We took our last view of the Potala in Lhasa from the roof of the Jokhang temple. It was perfectly lit against a cloudless sky. The hills surrounding Lhasa were green and brilliant. In the temple courtyard below us, all the butter lamps were lit and pilgrims were filtering toward the temple doors for their inner kora routine.

Our routine, as must as we had established one, was to circle the roof top, gaze out upon the square and then make our way down the steep staircase and over to our favorite restaurant, Dunya. After our meal, we sat reading National Geographic magazines and listening to American CDs. It seemed appropriate since within a week we would be back in the States. (We needed to familiarize ourselves with English again.)

Our flight from Lhasa to Beijing was great (on board a brand new Airbus 340). It seemed when we landed that perhaps the two days that we were giving ourselves in Beijing would be barely enough to get all of our errands completed.

It always seems that when we return from abroad, our list of things to do is enormous - sort through mail, dispute all the bills that are wrong, turn on the cable, the phone, the mail... That list seemed to be waiting for us while we were still in China - buy airline tickets, do last minute shopping, meet a friend for lunch, go to the bank.

"John, does this feel more like we're leaving on a trip than returning?"

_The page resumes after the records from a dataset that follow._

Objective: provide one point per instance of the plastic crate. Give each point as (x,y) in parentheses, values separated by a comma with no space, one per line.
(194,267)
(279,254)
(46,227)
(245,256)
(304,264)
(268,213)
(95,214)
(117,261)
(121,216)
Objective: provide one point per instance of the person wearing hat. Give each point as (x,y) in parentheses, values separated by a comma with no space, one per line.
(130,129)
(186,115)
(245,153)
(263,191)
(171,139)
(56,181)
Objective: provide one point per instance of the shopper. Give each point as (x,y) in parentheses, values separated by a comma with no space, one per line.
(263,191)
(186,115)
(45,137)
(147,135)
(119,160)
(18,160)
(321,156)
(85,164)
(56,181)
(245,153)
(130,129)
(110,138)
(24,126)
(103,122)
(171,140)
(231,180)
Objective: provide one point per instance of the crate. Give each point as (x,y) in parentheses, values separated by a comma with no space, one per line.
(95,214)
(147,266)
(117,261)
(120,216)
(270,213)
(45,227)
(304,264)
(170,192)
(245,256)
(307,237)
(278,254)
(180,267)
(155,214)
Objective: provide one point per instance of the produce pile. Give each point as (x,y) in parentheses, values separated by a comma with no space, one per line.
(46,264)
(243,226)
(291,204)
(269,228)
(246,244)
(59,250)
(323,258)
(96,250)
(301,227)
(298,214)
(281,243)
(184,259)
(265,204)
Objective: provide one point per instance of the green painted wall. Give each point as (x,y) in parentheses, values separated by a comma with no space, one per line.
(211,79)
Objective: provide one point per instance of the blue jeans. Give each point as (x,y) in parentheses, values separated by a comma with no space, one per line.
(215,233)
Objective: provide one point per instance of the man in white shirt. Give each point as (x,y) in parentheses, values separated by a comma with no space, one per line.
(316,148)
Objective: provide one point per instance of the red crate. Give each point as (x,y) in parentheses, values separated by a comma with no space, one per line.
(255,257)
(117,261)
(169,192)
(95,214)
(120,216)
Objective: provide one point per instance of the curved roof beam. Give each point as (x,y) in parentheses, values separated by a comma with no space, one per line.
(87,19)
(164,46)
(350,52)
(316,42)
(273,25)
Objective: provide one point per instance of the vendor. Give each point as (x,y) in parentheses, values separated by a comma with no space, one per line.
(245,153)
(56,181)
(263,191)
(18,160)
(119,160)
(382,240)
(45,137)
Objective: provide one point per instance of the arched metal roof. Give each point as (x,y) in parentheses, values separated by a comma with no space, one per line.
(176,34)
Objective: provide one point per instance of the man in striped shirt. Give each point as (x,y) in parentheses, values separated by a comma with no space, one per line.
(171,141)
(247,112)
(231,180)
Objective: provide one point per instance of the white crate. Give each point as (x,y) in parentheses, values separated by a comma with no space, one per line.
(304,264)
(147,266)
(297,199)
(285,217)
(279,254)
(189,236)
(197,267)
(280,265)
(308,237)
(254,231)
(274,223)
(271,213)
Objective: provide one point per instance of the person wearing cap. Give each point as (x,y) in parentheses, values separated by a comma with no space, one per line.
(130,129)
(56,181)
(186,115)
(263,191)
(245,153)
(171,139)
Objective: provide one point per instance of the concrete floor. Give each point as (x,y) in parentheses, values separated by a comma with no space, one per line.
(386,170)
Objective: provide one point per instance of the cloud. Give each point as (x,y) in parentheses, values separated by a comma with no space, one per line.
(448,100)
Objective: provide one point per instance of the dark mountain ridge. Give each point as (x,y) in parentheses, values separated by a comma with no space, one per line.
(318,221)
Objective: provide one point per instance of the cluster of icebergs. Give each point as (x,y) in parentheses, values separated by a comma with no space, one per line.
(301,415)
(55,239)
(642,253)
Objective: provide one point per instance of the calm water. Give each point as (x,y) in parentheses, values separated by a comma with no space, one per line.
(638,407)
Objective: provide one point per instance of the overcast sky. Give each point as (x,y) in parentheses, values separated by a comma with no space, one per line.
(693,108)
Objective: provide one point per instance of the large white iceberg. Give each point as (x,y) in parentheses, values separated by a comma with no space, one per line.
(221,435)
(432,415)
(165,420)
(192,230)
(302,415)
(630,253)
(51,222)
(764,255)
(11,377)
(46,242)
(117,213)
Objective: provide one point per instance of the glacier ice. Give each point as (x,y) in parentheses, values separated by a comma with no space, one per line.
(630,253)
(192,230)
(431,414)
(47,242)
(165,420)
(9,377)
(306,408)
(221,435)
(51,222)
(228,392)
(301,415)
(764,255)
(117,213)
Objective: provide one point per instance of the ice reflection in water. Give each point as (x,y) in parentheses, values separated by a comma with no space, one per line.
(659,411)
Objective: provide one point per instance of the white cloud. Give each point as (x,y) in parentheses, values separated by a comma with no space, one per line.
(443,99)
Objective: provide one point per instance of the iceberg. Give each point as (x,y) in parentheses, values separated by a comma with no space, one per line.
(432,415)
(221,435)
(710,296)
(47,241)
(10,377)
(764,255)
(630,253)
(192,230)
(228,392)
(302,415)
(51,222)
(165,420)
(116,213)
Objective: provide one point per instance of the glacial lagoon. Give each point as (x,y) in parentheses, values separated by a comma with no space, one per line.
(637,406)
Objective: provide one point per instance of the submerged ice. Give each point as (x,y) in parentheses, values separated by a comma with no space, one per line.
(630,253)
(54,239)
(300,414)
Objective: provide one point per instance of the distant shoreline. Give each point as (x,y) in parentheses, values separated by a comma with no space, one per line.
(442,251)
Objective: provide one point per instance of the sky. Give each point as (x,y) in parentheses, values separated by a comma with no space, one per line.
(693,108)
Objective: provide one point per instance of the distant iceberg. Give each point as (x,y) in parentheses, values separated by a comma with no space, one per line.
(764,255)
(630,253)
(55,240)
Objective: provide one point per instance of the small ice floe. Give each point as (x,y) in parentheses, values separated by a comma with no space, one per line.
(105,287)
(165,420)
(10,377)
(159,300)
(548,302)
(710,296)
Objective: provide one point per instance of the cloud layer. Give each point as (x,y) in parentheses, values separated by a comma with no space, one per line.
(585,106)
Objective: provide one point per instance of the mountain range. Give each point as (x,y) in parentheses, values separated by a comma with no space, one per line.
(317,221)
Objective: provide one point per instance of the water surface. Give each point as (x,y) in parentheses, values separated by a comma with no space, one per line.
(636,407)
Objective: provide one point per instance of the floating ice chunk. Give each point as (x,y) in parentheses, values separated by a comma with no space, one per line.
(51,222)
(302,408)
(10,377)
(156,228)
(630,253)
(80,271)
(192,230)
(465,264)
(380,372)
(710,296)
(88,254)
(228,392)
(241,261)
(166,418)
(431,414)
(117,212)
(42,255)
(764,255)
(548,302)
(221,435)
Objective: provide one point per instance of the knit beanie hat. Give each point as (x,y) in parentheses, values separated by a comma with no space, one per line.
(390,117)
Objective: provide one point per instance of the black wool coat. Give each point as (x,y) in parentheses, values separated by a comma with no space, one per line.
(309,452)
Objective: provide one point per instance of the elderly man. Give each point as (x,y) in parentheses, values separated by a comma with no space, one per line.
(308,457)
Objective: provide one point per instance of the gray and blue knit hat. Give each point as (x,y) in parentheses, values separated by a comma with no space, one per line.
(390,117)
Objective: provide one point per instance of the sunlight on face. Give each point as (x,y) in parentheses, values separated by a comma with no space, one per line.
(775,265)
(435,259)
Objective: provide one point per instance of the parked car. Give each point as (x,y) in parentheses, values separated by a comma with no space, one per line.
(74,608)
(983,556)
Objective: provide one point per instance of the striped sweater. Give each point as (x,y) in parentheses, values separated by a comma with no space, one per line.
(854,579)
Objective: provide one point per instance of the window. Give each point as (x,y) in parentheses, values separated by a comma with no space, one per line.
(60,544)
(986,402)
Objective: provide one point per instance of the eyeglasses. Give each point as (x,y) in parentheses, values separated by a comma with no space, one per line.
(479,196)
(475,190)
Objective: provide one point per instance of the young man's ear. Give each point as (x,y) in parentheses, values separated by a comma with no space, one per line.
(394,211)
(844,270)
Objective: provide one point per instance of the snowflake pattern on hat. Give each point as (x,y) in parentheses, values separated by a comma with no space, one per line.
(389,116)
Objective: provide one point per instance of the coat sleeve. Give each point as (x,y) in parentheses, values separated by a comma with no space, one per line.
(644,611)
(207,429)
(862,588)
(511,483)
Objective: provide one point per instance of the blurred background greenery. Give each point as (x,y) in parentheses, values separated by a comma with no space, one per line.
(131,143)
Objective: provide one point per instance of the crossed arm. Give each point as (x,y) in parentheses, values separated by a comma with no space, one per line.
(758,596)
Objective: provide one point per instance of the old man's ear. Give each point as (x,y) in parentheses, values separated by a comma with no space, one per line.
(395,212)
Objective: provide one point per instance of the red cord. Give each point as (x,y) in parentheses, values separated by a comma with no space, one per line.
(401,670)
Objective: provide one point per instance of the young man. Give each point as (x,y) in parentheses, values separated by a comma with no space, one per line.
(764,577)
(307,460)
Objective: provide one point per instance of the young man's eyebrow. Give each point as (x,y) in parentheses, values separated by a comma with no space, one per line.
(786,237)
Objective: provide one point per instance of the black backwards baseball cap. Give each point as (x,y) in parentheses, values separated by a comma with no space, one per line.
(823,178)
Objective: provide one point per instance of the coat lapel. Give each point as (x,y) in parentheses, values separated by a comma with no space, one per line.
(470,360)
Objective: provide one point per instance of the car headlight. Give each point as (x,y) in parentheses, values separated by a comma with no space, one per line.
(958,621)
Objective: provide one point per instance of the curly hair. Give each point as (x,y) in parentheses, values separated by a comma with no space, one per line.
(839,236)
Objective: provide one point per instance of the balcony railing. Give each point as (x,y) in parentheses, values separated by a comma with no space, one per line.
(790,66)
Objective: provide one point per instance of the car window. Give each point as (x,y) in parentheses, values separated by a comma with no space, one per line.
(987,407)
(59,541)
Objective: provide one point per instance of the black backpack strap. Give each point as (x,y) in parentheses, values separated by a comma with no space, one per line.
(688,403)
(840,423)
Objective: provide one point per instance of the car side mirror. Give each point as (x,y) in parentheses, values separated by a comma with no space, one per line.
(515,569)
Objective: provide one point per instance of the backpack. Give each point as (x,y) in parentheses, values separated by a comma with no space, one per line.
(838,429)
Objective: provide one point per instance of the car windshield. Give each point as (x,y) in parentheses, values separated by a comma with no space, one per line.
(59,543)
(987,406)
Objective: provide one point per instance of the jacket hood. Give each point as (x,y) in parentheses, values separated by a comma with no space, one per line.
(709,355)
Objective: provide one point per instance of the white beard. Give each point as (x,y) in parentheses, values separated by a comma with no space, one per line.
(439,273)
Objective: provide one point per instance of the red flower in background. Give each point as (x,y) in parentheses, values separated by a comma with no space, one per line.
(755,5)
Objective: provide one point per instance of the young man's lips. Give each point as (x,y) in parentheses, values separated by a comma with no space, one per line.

Maybe going home IS another trip. These days we seem to spend as much time on the road as in our Boston apartment. I figure that going home is just another adventure.

Thank goodness that our flight was not adventurous though. It was dull and boring as any thirteen hour trans-atlantic flight should be. John had caught my stomach bug and spent as much time in the bathroom as in his seat. (This won't be one of his fondest memories of the trip.)

A meteorologist that we met at the airport told us that he flies back and forth all the time between China and the USA. He never sleeps on board and he is on call 24-hours a day. I wish that I had his stamina. Thirteen hours of air travel left me disoriented (lunch at midnight, dinner at mid-morning, breakfast at least twice a day). For two nights I couldn't sleep past 4am.

But we've got our internal clocks adjusted now. We're back in Boston safely, and, oh, I'd give us about one week before we turn to each other and say, "Where do you wanna go next?"